柳珂的香烧完之后,她依然没有将头上的书本拿下。
此时,她的额头上已经冒了一层细细的薄汗,宋嬷嬷有些不解的道:“大小姐已经可以休息了,为什么还在连立容?”
柳珂没有过多的解释,只道:“我陪着妹妹!她站多久我便站多久。”
若是此时,她到一旁坐下,柳琀的意志力定然会受到影响,此时已经是戌时末二刻了,她不想柳琀再功亏一篑,便情愿陪着她。
柳琀听了柳珂的话之后,眼睛一红,端端庄庄的站好,不再有任何杂念。
终于在戌时末刻时坚持到了最后。
宋嬷嬷一说:“时间到了,今天便到这里。”
柳珂、柳琀两人都摊在了地上。
宋嬷嬷道:“明天二位小姐别忘了自己练习,再有,我明天来的时候。二位小姐再将《内训》抄完交给我。”
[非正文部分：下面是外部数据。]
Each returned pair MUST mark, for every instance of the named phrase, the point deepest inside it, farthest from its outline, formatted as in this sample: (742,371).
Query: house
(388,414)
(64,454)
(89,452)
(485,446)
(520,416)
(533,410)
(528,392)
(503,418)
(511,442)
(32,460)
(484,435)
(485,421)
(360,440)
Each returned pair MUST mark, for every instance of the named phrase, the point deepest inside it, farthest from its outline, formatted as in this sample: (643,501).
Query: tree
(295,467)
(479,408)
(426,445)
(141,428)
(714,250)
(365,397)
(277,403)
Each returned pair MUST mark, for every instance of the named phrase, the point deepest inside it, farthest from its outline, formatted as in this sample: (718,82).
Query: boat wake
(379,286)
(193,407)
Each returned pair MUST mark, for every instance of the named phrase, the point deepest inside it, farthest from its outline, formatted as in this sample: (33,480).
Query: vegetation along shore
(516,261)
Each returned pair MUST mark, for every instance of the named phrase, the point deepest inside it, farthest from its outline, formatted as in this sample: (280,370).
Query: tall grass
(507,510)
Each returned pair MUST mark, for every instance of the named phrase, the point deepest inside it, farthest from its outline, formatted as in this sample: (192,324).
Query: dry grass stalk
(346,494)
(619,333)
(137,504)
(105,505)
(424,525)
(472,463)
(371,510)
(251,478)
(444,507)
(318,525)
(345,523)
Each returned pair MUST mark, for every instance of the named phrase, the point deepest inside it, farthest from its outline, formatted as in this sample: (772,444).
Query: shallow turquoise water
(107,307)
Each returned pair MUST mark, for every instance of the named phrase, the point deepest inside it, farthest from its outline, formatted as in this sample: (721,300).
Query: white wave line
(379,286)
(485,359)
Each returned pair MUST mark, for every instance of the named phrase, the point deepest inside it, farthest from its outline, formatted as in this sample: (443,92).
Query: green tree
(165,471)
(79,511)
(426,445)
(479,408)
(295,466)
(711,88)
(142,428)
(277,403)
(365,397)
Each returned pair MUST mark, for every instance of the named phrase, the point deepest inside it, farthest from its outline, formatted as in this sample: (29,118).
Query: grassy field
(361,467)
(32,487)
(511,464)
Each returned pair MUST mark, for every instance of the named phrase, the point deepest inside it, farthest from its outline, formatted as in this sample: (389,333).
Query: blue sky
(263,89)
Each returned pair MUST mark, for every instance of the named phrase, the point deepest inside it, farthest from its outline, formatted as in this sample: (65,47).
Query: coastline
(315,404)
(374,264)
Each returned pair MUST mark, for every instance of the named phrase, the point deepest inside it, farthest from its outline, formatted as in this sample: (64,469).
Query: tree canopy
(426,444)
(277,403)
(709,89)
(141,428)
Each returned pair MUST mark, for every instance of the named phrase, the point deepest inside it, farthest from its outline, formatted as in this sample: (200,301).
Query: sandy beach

她说完后没有理会柳珂与柳琀的反映,拿起她们抄写的女戒便出了小广厦,坐上小竹轿回宫去了。
到了宫中之后,便将自己在柳家的见闻回报了她现在的主子秋才人,并将柳珂与柳琀抄写的两份女戒也交到了秋才人的手中。
秋才人是今年新晋封的。起初只是左常在身边一个烧煤守夜的下等宫女,因聪明伶俐,被升为左常在身边的一等宫女,伺候在左常在的身侧。
去年左常在身怀有孕不能侍奉皇帝左右,便将自己身边侍女秋儿送给了皇帝,却没想到这个秋儿不但长相俊美、心思剔透。还读了不少书,深得皇上的喜爱,不到一年便直接封为庶六品才人,比左常在还高了一品。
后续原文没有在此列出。